2007 will be the year of mobile. Nope. Well surely, 2008 will be the year of mobile. Not so much. Unfortunately, I don’t see 2009 as the year mobile marketing achieves ubiquity either. Why is this? The pieces are in place. About three-quarters of the total market report some level of mobile phone usage (over 80% of adults age 18-44 years of age are wireless users). Text messaging costs should not be used as an excuse. Market research firm Gartner says that text messaging has increased 32 percent year-over-year and will continue to do so into 2009, despite rising costs. So what’s the problem?
The marketing community at-large has failed to embrace mobile as one medium acting in concert with others as part of a cross-media, comprehensive, and interactive strategy. Instead, many agencies view it as an add-on. They offer clients the chance to run a ‘mobile campaign’ instead of instinctively incorporating a mobile component to the overall campaign from the start.
The most literal example of this I can provide is the ad:tech conference series. ad:tech classifies itself as ‘the event for digital marketing.’ When attending show the few months back in New York, I was looking forward to visiting the Go-Mobile Zone, which was supposed to highlight mobile companies. Excitement quickly turned to surprise and disappointment when I found that this ‘zone’ was completely separated from the main show flow (as opposed to in the exhibit hall itself). This only served to perpetuate the idea that mobile is an independent medium, when in reality, the success of mobile marketing is so often dependent on the success of the cross-medium marketing that accompanies it. ad:tech 2009 in San Francisco will be no different, as evidenced by the floor plan. What are advertising and marketing professionals supposed to think?
Screens, screens, screens.
Americans now spend the majority of their days glaring at one screen or another. More and more, marketers and advertisers are faced with the struggle of crafting a fragmented narrative that transcends medium. The industry has failed to grasp (or at best, failed to respond to the notion) that the third screen is now the first.
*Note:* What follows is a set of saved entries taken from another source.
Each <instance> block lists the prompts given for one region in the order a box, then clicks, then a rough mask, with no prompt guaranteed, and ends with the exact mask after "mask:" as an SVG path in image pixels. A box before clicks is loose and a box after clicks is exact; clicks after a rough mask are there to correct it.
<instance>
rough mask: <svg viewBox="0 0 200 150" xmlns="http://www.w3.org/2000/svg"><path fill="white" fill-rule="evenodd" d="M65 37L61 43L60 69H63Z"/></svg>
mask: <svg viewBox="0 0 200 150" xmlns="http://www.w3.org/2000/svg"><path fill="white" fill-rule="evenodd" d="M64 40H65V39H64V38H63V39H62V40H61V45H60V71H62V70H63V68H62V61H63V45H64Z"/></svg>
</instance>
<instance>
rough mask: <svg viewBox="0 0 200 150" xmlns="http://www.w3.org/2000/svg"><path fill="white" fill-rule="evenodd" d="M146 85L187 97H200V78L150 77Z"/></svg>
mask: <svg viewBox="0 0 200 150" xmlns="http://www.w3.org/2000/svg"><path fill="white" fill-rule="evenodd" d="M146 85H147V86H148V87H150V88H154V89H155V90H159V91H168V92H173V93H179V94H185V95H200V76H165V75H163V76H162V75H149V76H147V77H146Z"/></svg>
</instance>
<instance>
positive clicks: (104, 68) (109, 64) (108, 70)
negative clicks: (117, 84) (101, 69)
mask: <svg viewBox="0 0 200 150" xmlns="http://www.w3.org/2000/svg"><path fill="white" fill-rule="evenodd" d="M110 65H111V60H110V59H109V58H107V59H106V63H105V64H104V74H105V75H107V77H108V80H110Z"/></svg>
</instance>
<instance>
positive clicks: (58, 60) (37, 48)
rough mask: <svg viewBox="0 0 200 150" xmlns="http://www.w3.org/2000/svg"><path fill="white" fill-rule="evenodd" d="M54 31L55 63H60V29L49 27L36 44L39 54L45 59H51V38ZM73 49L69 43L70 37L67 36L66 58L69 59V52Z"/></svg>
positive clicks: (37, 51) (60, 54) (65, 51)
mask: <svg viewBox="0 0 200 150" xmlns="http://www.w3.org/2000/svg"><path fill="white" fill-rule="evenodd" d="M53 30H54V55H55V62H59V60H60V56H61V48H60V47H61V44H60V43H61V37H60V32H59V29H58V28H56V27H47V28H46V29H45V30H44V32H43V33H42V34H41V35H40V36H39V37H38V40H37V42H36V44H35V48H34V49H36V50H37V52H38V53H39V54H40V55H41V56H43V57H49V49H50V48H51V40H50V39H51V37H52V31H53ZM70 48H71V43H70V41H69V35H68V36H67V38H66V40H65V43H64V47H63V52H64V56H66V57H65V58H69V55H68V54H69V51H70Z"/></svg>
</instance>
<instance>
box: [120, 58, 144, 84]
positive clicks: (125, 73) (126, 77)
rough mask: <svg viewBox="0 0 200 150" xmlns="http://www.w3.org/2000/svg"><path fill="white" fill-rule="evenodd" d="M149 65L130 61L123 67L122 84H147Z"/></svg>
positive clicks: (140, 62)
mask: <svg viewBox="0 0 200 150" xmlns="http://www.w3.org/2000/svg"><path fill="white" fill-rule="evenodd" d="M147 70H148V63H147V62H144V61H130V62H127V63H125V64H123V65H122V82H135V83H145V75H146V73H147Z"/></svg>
Mobile devices are omnipresent. TVs are relegated to the home, and not even laptops are accessible everywhere. It’s the cell phone that is always just a pocket away. How can they expect to successfully tell a story across so many screens when they largely ignore the one most prevalent?
Are there reasons why agencies have not correctly embraced the mobile medium? Of course, and I’ll do my best to explore this in the future. Unfortunately, I believe it comes down to a lack of understanding of how mobile media differs from traditional media. With that confusion emerges an ability to capitalize on mobile both from a strategic planning and creative perspective. A year from now, will we be wondering if 2010 will be the year of mobile? I hope not.